You are viewing a plain text version of this content. The canonical link for it is here.

Posted to solr-user@lucene.apache.org by "balaji.gandhi" <ji...@gmail.com> on 2012/11/09 01:13:28 UTC

Using AnalyzingQueryParser - Solr 4.0

Hi Team,

Just trying to find out how to configure AnalyzingQueryParser in Solr 4.0.
Please let me know.

Thanks,
Balaji



--
View this message in context: http://lucene.472066.n3.nabble.com/Using-AnalyzingQueryParser-Solr-4-0-tp4019193.html
Sent from the Solr - User mailing list archive at Nabble.com.

Re: Using AnalyzingQueryParser - Solr 4.0

Posted by Jack Krupansky <ja...@basetechnology.com>.

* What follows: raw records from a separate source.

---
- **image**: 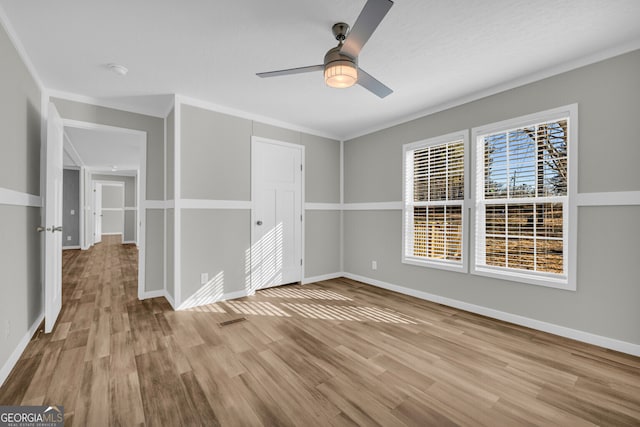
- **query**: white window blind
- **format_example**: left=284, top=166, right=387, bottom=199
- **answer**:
left=403, top=134, right=466, bottom=270
left=474, top=105, right=571, bottom=290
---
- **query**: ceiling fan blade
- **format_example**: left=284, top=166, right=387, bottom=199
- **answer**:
left=358, top=68, right=393, bottom=98
left=256, top=65, right=324, bottom=77
left=340, top=0, right=393, bottom=58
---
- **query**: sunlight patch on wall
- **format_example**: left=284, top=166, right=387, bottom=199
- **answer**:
left=245, top=222, right=283, bottom=295
left=178, top=270, right=224, bottom=310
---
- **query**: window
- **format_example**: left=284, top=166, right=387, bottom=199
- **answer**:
left=402, top=131, right=468, bottom=271
left=473, top=106, right=577, bottom=289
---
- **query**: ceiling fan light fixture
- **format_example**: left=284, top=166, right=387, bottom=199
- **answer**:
left=324, top=60, right=358, bottom=89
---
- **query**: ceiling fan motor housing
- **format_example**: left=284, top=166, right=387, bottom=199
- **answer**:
left=324, top=43, right=358, bottom=88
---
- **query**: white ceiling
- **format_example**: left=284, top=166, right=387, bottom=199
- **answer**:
left=0, top=0, right=640, bottom=138
left=64, top=126, right=146, bottom=172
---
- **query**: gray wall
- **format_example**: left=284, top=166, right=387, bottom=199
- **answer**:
left=62, top=169, right=82, bottom=247
left=176, top=105, right=340, bottom=303
left=51, top=98, right=164, bottom=291
left=0, top=21, right=43, bottom=380
left=344, top=51, right=640, bottom=344
left=91, top=174, right=138, bottom=243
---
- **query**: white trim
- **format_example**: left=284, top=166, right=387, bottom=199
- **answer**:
left=576, top=191, right=640, bottom=206
left=48, top=89, right=166, bottom=119
left=176, top=289, right=249, bottom=311
left=162, top=108, right=168, bottom=302
left=78, top=166, right=87, bottom=249
left=164, top=292, right=176, bottom=311
left=342, top=202, right=402, bottom=211
left=62, top=130, right=84, bottom=169
left=296, top=191, right=640, bottom=211
left=0, top=311, right=44, bottom=385
left=174, top=100, right=182, bottom=307
left=343, top=39, right=640, bottom=141
left=339, top=140, right=344, bottom=271
left=142, top=200, right=167, bottom=209
left=302, top=272, right=344, bottom=285
left=180, top=199, right=251, bottom=209
left=139, top=289, right=166, bottom=300
left=176, top=95, right=340, bottom=140
left=0, top=5, right=47, bottom=92
left=304, top=203, right=342, bottom=211
left=344, top=273, right=640, bottom=356
left=0, top=187, right=42, bottom=208
left=87, top=167, right=138, bottom=177
left=62, top=118, right=147, bottom=137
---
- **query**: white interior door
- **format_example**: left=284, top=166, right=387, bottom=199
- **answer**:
left=93, top=182, right=102, bottom=245
left=251, top=138, right=303, bottom=291
left=44, top=103, right=64, bottom=333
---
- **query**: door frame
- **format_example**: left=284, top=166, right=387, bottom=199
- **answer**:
left=91, top=180, right=126, bottom=243
left=43, top=102, right=64, bottom=333
left=91, top=179, right=102, bottom=246
left=55, top=118, right=147, bottom=299
left=249, top=136, right=307, bottom=295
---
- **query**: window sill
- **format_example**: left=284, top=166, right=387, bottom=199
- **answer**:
left=471, top=266, right=576, bottom=291
left=402, top=257, right=468, bottom=273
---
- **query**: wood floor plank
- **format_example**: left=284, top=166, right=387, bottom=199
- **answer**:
left=0, top=236, right=640, bottom=427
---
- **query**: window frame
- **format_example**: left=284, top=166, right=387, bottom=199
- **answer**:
left=401, top=129, right=471, bottom=273
left=470, top=104, right=578, bottom=291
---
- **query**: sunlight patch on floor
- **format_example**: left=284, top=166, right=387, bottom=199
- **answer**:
left=259, top=287, right=352, bottom=301
left=225, top=301, right=291, bottom=317
left=282, top=303, right=417, bottom=325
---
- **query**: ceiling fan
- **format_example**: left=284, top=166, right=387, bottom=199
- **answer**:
left=256, top=0, right=393, bottom=98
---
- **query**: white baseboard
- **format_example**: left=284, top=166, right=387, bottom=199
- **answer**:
left=140, top=289, right=166, bottom=300
left=302, top=272, right=344, bottom=285
left=176, top=289, right=249, bottom=310
left=0, top=312, right=44, bottom=385
left=343, top=273, right=640, bottom=356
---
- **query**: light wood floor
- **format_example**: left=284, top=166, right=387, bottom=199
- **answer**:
left=0, top=237, right=640, bottom=427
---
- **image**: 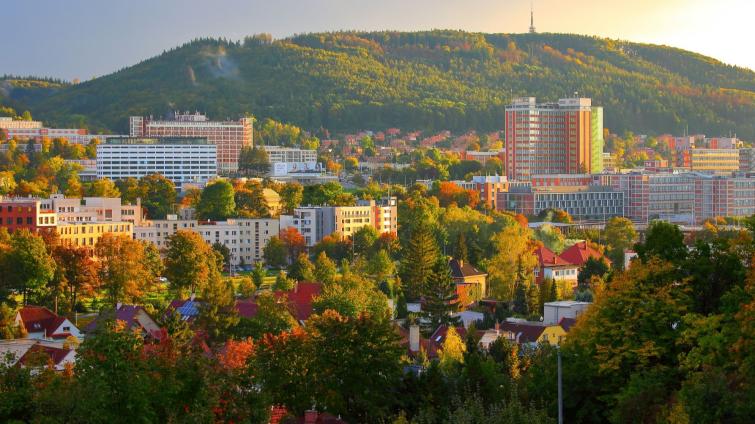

Maybe you just want to use the white space tokenizer - the standard 
tokenizer treats the at-sign as if a space.

See:
http://lucene.apache.org/core/4_0_0/analyzers-common/org/apache/lucene/analysis/core/WhitespaceTokenizerFactory.html

Or, you could use the "classic" tokenizer which does keep email addresses 
and URLs.
http://lucene.apache.org/core/4_0_0/analyzers-common/org/apache/lucene/analysis/standard/ClassicTokenizerFactory.html

And, there is some variant of the new standard tokenizer that also preserves 
email addresses and URLs - but it's name is too complex for me to recommend 
it with a straight face: UAX29URLEmailTokenizerFactory.

See:
http://lucene.apache.org/core/4_0_0/analyzers-common/org/apache/lucene/analysis/standard/UAX29URLEmailTokenizerFactory.html


-- Jack Krupansky

-----Original Message----- 
From: balaji.gandhi
Sent: Friday, November 09, 2012 8:38 AM
To: solr-user@lucene.apache.org
Subject: Re: Using AnalyzingQueryParser - Solr 4.0

Hi Jack,

We have an email field defined like this:-

        <fieldType name="text_email" class="solr.TextField"
positionIncrementGap="100">
            <analyzer>
                <tokenizer class="solr.StandardTokenizerFactory"/>
                <filter class="solr.LowerCaseFilterFactory"/>
                <filter class="solr.PatternReplaceFilterFactory"
pattern="\." replacement=" DOT " replace="all"/>
                <filter class="solr.PatternReplaceFilterFactory" pattern="@"
replacement=" AT " replace="all"/>
                <filter class="solr.WordDelimiterFilterFactory"
generateWordParts="1" generateNumberParts="1"
                        catenateWords="0" catenateNumbers="0"
catenateAll="0" splitOnCaseChange="0"/>
            </analyzer>
            <analyzer type="multiterm">
                <tokenizer class="solr.KeywordTokenizerFactory" />
            </analyzer>
        </fieldType>

A query like [emailAddress : bob*] would match bob@bob.com, but queries
which include any special characters like [bob@], [bob@*] and [bob@bob.*]
will not match any email addresses.

Yes, I tried the multi-term and it does not fix the issue. Any thots?

Thanks,
Balaji



--
View this message in context: 
http://lucene.472066.n3.nabble.com/Using-AnalyzingQueryParser-Solr-4-0-tp4019193p4019341.html
Sent from the Solr - User mailing list archive at Nabble.com.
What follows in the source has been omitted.